|Initial release||August 12, 2014|
Google Classroom is a free web service, developed by Google for schools, that aims to simplify creating, distributing, and grading assignments in a paperless way. The primary purpose of Google Classroom is to streamline the process of sharing files between teachers and students.
Google Classroom combines Google Drive for assignment creation and distribution, Google Docs, Sheets and Slides for writing, Gmail for communication, and Google Calendar for scheduling. Students can be invited to join a class through a private code, or automatically imported from a school domain. Each class creates a separate folder in the respective user's Drive, where the student can submit work to be graded by a teacher. Mobile apps, available for iOS and Android devices, let users take photos and attach to assignments, share files from other apps, and access information offline. Teachers can monitor the progress for each student, and after being graded, teachers can return work along with comments.
Google Classroom was announced on May 6, 2014, with a preview available for some members of Google's G Suite for Education program. It was released publicly on August 12, 2014. In 2015 Google announced a Classroom API and a share button for websites, allowing school administrators and developers to further engage with Google Classroom. Also in 2015, Google integrated Google Calendar into Classroom for assignment due dates, field trips and class speakers. In 2017, Google opened Classroom to allow any personal Google users to join classes without the requirement of having a G Suite for Education account, and in April of the same year, it became possible for any personal Google user to create and teach a class.
In 2018, Google announced a classroom refresh, adding a classwork section, improving the grading interface, allowing reuse of classwork from other classes, and adding features for teachers to organize content by topic.
In 2019, Google introduced 78 new illustrated themes and the option to drag and drop topics and assignments in the classwork section.
Google Classroom ties Google Drive, Google Docs, Sheets and Slides, and Gmail together to help educational institutions go to a paperless system. Google Calendar was later integrated to help with assignment due dates, field trips, and class speakers. Students can be invited to classrooms through the institution's database, through a private code that can then be added in the student's user interface or automatically imported from a school domain. Each class created with Google Classroom creates a separate folder in the respective user's Google Drive, where the student can submit work to be graded by a teacher.
Assignments are stored and graded on Google's suite of productivity applications that allow collaboration between the teacher and the student or student to student. Instead of sharing documents that reside on the student's Google Drive with the teacher, files are hosted on the student's Drive and then submitted for grading. Teachers may choose a file that can then be treated as a template so that every student can edit their own copy and then turn back in for a grade instead of allowing all students to view, copy, or edit the same document. Students can also choose to attach additional documents from their Drive to the assignment.
Google Classroom supports many different grading schemes. Teachers have the option to attach files to the assignment which students can view, edit, or get an individual copy. Students can create files and then attach them to the assignment if a copy of a file wasn't created by the teacher. Teachers have the option to monitor the progress of each student on the assignment where they can make comments and edit. Turned in assignments can be graded by the teacher and returned with comments to allow the student to revise the assignment and turn back in. Once graded, assignments can only be edited by the teacher unless the teacher turns the assignment back in.

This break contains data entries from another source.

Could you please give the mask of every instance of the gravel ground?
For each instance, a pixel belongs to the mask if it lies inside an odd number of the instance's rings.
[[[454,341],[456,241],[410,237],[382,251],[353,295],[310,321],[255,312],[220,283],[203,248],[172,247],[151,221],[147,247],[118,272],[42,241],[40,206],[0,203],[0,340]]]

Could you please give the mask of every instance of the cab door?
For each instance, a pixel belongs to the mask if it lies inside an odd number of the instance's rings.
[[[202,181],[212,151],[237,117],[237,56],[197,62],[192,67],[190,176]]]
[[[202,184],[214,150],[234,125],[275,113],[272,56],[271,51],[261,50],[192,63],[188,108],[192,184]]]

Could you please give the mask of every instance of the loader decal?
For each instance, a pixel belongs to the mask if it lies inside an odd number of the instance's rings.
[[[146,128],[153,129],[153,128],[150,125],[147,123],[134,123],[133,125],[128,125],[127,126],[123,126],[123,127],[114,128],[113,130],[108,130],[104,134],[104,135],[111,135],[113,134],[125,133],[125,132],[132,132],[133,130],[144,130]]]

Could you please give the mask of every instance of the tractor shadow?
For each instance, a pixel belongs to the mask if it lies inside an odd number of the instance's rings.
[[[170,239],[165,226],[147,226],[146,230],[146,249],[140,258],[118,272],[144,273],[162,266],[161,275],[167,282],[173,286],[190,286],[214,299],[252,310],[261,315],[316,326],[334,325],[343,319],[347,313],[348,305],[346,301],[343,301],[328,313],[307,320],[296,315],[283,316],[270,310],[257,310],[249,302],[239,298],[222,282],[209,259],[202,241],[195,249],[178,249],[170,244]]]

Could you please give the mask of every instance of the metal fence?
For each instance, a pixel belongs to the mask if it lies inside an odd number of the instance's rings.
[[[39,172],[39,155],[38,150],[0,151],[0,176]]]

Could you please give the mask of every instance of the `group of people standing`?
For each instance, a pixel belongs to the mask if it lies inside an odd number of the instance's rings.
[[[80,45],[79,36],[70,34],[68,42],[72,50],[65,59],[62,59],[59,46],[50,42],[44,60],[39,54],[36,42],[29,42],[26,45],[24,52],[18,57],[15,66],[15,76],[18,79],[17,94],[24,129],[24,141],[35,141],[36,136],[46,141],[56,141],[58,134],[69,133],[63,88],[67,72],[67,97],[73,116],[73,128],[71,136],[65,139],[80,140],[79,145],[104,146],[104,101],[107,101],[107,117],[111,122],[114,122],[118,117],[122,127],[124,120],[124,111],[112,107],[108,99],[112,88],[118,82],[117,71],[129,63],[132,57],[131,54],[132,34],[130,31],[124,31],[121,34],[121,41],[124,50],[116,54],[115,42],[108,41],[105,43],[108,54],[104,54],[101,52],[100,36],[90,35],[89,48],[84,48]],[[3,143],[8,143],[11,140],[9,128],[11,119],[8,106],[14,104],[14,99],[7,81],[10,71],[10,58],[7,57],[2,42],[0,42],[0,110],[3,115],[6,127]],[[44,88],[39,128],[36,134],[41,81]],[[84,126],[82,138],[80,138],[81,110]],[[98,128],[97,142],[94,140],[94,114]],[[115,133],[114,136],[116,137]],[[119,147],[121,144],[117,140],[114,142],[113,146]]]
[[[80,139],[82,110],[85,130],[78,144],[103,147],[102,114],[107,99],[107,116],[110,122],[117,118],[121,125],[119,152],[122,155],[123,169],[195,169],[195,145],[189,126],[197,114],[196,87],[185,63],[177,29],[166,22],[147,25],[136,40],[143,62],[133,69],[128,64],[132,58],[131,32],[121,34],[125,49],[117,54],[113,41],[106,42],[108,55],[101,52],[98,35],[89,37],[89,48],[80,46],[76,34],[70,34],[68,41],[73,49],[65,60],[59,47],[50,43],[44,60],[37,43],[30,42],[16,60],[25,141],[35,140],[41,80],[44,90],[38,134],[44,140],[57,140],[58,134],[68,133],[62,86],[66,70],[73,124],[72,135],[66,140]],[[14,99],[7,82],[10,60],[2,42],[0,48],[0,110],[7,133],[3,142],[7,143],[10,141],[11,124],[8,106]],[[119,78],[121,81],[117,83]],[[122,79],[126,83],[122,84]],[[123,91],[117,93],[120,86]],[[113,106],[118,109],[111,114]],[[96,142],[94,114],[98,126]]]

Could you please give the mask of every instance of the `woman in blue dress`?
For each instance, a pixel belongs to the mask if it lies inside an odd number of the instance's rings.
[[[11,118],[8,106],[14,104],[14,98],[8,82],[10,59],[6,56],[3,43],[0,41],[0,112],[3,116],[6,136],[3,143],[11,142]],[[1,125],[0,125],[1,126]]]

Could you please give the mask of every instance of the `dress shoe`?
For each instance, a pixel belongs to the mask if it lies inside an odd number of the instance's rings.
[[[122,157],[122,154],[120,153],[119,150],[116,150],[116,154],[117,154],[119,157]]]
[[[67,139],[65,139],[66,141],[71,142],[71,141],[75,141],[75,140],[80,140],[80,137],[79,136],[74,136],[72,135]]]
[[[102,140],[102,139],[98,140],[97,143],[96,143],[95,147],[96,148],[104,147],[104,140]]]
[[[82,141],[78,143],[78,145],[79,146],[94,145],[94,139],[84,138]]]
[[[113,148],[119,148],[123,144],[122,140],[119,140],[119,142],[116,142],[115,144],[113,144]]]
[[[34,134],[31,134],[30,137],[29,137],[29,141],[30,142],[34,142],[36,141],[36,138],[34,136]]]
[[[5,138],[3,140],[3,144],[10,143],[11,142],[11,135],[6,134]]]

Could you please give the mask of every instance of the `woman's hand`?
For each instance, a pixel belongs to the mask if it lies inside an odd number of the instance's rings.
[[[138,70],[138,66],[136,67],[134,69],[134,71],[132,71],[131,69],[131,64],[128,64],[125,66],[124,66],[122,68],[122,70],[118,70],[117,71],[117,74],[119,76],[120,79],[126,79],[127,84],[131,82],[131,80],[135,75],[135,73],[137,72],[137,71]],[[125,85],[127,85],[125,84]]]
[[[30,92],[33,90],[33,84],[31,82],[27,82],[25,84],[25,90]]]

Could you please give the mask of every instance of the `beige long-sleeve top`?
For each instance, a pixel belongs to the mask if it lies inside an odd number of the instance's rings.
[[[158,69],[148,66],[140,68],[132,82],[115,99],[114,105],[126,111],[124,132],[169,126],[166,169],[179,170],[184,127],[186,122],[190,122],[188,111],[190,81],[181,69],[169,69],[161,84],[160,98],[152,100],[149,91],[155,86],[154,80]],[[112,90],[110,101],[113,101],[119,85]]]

Announcements can be posted by teachers to the class stream which can be commented on by students allowing for two-way communication between the teacher and students. Students can also post to the class stream but won't be as high of a priority as an announcement by a teacher and can be moderated. Multiple types of media from Google products such as YouTube videos and Google Drive files can be attached to announcements and posts to share content. Gmail also provides email options for teachers to send emails to one or more students in the Google Classroom interface. Classroom can be accessed on the web or via the Android and iOS Classroom mobile apps.
Classroom allows instructors to archive courses at the end of a term or year. When a course is archived, it is removed from the homepage and placed in the Archived Classes area to help teachers keep their current classes organized. When a course is archived, teachers and students can view it, but won't be able to make any changes to it until it is restored.
Google Classroom mobile apps, introduced in January 2015, are available for iOS and Android devices. The apps let users take photos and attach them to their assignments, share files from other apps, and support offline access.
In contrast to Google's consumer services, Google Classroom, as part of G Suite for Education, does not show any advertisements in its interface for students, faculty, and teachers, and user data is not scanned or used for advertising purposes.
eLearningIndustry tested and made a review of Google Classroom, in which they highlighted many positive and negative aspects. Among Classroom's strengths, the review highlighted ease of use, universal device accessibility, use of Google Drive as an effective way for teachers to quickly share assignments with students, the paperless process meaning the end of printing, handing out, and potentially losing work, and the fast feedback system between students and teachers. Among Classroom's disadvantages, the review highlighted the service's heavy integration of Google apps and services with limited or no support for external files or services, lack of automated quizzes and tests, and a lack of live chats that can aid in feedback efforts.
As a company Google has been criticized on several different issues, including privacy. Specific criticism of Google Classroom generally focuses on concern for privacy for students and Google's use of student data.[better source needed] Criticism of Google Classroom is often combined with criticism of Chromebooks and G Suite.
Other criticisms directed at Google classroom are lack of a full-fledged gradebook, lack of automatic quizzes and tests (common features in learning management systems), and editing of assignments once they are released.
Google has responded to concerns about privacy practices by stating "Google is committed to building products that help protect student and teacher privacy and provide best-in-class security for your institution."